Modeliyle çalışamayan, anlaşamayan fotoğrafçı:
"Her halinle her şeyinle güzelsin hata bulmak kusur bulmak güç sende, günah bende kusur bende suç bende"

Uzun bir süre fotoğraf çekemeyen fotoğrafçı:
"Ayrılık ayrılık aman ayrılık her bir dertten ala yaman ayrılık "

Fotoğrafı bırakmaya karar veren fotoğrafçı:
"Gidiyorum bütün aşklar yüreğimde gidiyorum kokun hala üzerimde "

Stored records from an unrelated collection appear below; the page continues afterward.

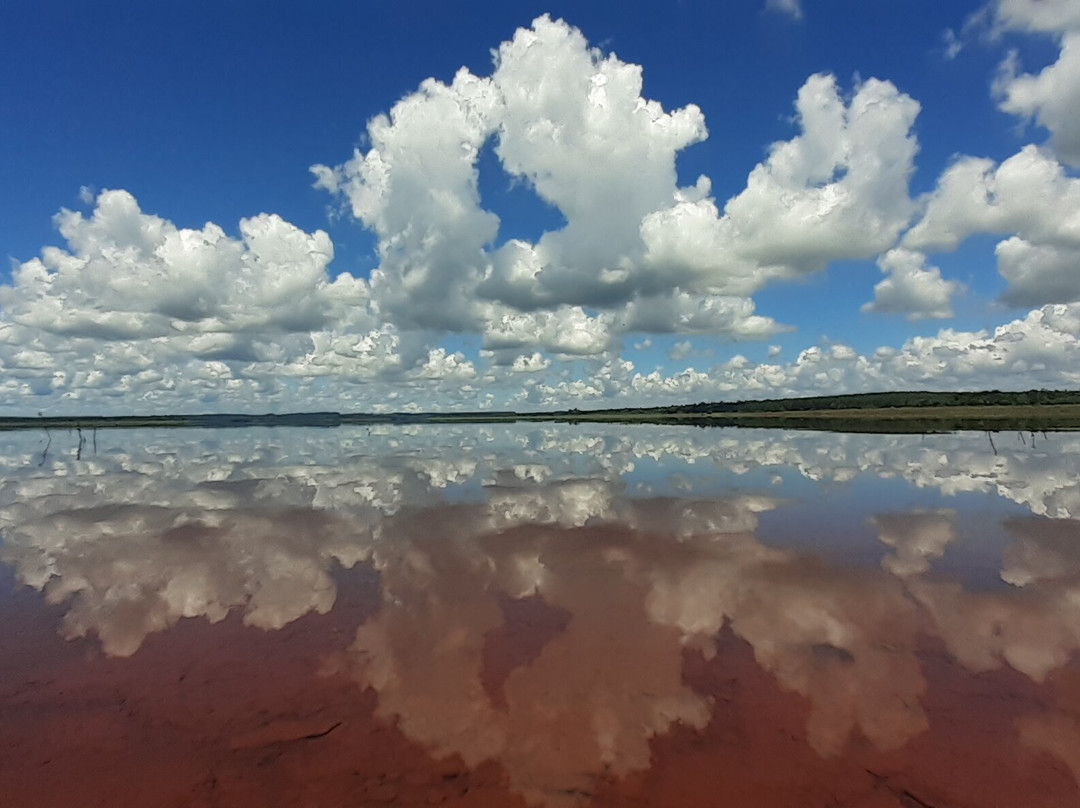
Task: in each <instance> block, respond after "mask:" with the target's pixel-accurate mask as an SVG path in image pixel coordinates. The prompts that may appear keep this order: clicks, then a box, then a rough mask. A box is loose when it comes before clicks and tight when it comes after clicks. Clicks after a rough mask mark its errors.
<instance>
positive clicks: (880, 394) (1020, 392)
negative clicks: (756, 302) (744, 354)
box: [604, 390, 1080, 415]
mask: <svg viewBox="0 0 1080 808" xmlns="http://www.w3.org/2000/svg"><path fill="white" fill-rule="evenodd" d="M1051 404H1080V391H1075V390H1026V391H1023V392H1002V391H1000V390H984V391H981V392H971V393H958V392H954V393H948V392H930V391H906V392H889V393H852V394H848V395H812V396H808V398H804V399H756V400H752V401H730V402H699V403H698V404H677V405H674V406H666V407H647V408H642V409H611V410H604V412H610V413H612V414H615V413H627V412H634V413H643V414H645V413H657V414H665V415H674V414H678V413H693V414H705V413H797V412H805V410H828V409H888V408H892V407H978V406H1045V405H1051Z"/></svg>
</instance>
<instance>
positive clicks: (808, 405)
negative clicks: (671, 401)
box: [0, 390, 1080, 432]
mask: <svg viewBox="0 0 1080 808" xmlns="http://www.w3.org/2000/svg"><path fill="white" fill-rule="evenodd" d="M512 421H525V422H530V421H531V422H562V423H680V425H686V426H700V427H744V428H772V429H814V430H827V431H839V432H951V431H959V430H981V431H1029V430H1030V431H1036V432H1040V431H1051V430H1055V431H1056V430H1080V391H1061V390H1029V391H1026V392H1016V393H1011V392H999V391H984V392H974V393H936V392H901V393H858V394H852V395H835V396H810V398H801V399H771V400H754V401H741V402H715V403H704V402H703V403H700V404H689V405H675V406H666V407H634V408H620V409H591V410H578V409H564V410H555V412H546V413H516V412H507V410H503V412H468V413H383V414H342V413H329V412H321V413H286V414H272V413H269V414H262V415H243V414H206V415H157V416H38V417H29V418H26V417H14V418H12V417H0V431H16V430H36V429H46V430H51V429H56V430H65V429H66V430H95V429H138V428H172V429H191V428H202V429H229V428H245V427H319V428H335V427H348V426H372V425H405V423H501V422H512Z"/></svg>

Fotoğrafları beğenilmeyen ama çalışmaya azimle devam eden fotoğrafçı:
" Nesimiye sorarlar yarin ile hoş musun ,hoş olayım olmayayım o yar benim kime ne"

Bir türlü çalışmak için nü model bulamayan fotoğrafçı:
"Bir kadın istiyorum gönlümce soymak için "

Sıkıcı bir saydam gösterisini izlemek zorunda olan fotoğrafçı:
“Dipteyim, sondayım, depresyondayım, yalvarırım gel de kurtar.”

Şiyir

Gidiyorum bütün  negatifler  elimde
Gidiyorum hipo lekeleri hala üzerimde
Sana karanlık odayı bıraktım birde yeni banyo
Baskıyı yapamadan gidiyorum

Buluş

Ciddiyet sonunda çağımızın en büyük sorunlarından birine el attı ve çözümü buldu:

Artık size önerilen bütün zayıflama yöntemlerini bırakıp fotoğrafla zayıflama yöntemine başlıyoruz. Yöntem şöyle:

         Bir arkadaşımıza rica ediyoruz veya bize en yakın fotoğrafçıya gidip mümkünse mayo giyip (hatta bayanların bikini giymesi önerilir) önden, yandan ve arkadan boy boy fotoğraflarımızı çektiriyoruz. Bu fotoğrafları 20*30 boyutunda büyüttürüp yemek odasına, TV odasına, buzdolabının üstüne, mutfağa gözümüzün görebileceği yerlere yapıştırıyoruz. Her yemeğe uzandığımızda kendi halimizi fotoğraftan görüp bir şey yiyemeden iki ayda çöp gibi oluyoruz.